[FEAT] [ROCm] Add ROCm support to fastsafetensors #34

tjtanaa · 2025-10-22T13:43:38Z

Motivation

Loading large model weights has been a bottleneck in development. Moreover, there are more and more models that do not have smaller model size counterpart for rapid prototyping and development.
The cold start time during deployment is also a huge downside.

Lucky to have found out this hidden GEM which also has great integration with vLLM.

Purpose

Add support on ROCm. Since at the moment there are no alternative to NVIDIA-GDS, this enable is without GDS support.

From the news on ROCm 7.9 Tech Preview , there is a new library called hipFile. Hope that we can enable GDS when it is released.

Performance

When loading DeepSeek-R1 weight with TP8, we saw a whooping 7.4x improvement compared to reading using safetensors from NVMe using vLLM.

NOTE: On vLLM it will by default try to load fastsafetensors with gds=True, and if gds=True is not supported it will fallback to gds=False.
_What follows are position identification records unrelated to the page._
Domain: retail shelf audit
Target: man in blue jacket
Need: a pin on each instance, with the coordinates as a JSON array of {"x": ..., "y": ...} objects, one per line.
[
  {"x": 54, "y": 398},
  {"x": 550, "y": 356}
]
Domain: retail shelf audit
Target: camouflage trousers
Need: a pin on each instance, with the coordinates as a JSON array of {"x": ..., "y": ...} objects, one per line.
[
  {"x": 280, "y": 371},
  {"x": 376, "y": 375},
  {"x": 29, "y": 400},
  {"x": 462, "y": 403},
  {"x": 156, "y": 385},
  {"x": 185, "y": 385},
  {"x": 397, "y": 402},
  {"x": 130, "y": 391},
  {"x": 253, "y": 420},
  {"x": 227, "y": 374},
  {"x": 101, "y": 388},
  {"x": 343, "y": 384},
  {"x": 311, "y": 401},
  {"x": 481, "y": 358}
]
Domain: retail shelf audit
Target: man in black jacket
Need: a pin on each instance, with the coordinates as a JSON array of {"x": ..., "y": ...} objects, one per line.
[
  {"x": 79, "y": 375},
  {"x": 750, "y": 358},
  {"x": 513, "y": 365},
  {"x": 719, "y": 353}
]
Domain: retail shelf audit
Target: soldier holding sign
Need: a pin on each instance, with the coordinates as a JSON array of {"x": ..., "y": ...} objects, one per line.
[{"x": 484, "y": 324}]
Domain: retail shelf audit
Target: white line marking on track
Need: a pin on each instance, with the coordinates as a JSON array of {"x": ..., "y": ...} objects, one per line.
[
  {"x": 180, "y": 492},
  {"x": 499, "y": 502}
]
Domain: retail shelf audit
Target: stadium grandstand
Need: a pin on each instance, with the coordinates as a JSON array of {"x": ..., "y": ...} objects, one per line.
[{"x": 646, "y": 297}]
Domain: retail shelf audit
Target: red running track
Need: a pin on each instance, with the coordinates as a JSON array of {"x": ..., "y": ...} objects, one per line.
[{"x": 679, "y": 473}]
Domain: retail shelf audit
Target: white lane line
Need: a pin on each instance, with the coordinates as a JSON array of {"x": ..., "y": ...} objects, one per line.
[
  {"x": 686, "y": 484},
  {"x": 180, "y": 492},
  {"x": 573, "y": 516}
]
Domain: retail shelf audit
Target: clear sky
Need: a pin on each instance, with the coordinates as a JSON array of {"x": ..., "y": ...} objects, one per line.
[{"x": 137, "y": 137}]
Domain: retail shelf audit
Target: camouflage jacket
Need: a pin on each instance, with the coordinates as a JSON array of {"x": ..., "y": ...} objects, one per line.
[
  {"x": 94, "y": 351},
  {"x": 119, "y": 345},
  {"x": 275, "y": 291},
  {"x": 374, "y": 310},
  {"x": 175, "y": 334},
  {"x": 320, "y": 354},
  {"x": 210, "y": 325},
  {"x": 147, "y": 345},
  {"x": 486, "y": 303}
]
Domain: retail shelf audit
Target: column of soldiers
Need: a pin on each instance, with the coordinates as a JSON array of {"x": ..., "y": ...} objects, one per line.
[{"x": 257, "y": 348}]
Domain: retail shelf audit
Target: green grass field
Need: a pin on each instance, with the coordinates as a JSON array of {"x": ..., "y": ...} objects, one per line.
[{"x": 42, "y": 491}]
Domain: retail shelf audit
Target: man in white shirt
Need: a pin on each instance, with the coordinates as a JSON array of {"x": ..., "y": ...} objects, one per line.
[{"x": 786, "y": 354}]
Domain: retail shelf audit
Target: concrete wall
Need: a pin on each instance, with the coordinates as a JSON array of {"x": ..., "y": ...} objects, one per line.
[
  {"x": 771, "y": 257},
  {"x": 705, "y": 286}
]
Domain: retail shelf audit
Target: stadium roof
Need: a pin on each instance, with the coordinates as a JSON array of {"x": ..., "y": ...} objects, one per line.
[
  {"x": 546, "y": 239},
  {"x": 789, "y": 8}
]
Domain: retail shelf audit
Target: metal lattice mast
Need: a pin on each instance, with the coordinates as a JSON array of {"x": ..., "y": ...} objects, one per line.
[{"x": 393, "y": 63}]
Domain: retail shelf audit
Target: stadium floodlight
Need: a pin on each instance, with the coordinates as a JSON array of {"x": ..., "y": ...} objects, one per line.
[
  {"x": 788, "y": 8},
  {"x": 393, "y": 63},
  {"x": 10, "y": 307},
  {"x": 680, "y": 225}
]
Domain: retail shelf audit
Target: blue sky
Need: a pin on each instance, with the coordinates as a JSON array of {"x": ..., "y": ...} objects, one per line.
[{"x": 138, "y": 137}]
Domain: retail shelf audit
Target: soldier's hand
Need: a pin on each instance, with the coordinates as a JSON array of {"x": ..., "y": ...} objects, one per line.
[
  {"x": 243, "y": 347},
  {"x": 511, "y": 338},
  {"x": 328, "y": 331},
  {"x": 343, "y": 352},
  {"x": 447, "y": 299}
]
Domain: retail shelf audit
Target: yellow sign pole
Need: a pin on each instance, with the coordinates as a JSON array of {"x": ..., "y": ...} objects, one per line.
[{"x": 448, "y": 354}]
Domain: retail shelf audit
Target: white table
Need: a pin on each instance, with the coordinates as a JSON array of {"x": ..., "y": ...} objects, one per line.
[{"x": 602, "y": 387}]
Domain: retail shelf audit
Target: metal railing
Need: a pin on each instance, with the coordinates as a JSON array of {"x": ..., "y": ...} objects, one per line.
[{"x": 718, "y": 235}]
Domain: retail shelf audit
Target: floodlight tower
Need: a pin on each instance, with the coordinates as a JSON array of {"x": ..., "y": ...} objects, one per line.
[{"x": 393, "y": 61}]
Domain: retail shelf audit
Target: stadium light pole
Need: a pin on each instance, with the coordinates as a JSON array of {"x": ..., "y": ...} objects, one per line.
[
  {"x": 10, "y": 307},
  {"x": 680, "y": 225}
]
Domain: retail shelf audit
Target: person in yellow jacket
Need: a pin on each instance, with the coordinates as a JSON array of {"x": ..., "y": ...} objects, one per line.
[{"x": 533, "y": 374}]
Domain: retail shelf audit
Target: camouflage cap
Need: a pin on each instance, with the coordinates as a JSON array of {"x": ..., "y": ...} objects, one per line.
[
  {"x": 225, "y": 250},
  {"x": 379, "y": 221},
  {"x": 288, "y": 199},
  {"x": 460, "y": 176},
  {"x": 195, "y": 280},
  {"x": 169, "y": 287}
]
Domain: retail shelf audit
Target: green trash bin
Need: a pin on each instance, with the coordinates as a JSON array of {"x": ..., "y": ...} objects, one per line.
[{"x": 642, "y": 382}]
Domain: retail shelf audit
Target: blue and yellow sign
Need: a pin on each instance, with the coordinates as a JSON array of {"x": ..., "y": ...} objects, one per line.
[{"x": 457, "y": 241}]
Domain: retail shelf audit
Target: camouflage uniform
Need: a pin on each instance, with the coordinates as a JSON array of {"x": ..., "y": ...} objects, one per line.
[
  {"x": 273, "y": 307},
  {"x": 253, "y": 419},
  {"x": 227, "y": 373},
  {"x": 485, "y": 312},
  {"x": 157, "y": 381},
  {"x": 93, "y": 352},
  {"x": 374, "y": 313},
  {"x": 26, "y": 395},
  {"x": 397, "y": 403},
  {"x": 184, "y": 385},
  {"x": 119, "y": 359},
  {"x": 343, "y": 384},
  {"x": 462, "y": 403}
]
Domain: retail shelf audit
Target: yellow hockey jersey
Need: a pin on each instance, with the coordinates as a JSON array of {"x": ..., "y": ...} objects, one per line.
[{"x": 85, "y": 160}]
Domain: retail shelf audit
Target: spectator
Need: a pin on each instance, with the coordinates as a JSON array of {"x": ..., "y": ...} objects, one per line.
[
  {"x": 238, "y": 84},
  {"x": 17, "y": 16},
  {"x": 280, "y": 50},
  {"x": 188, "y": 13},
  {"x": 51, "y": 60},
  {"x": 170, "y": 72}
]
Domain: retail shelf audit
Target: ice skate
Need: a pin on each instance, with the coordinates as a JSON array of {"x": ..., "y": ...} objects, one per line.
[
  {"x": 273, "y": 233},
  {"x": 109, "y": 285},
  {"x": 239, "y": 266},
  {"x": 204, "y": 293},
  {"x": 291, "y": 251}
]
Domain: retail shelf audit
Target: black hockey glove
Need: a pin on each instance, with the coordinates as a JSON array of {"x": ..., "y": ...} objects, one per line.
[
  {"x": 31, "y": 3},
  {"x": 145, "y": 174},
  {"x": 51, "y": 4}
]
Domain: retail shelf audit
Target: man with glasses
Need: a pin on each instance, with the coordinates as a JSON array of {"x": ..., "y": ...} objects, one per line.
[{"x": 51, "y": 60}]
Hey, there is no need to update vLLM code and it works after installing this fastsafetensors ROCm support !

Tests

It passes all of the core unit test:

tests/test_multi.py
tests/test_fastsafetensors.py

I have also been heavily using it for my development on ROCm since the enablement of this feature.

Setup steps.

I have updated the README.md.
It is as easy as python3 setup.py develop

UPDATES on setup steps:

Install from Github Source

pip install git+https://github.com/foundation-model-stack/fastsafetensors.git

Install from source

pip install .

@takeshi-yoshimura are you interested in collaborating on a vLLM blog post at https://blog.vllm.ai/ showcasing how effective it is fastsafetensors in improving cold start efficiency.

takeshi-yoshimura · 2025-10-23T00:53:55Z

excellent work! I will review your changes later this week or early next week. Of course, I can help the blog post!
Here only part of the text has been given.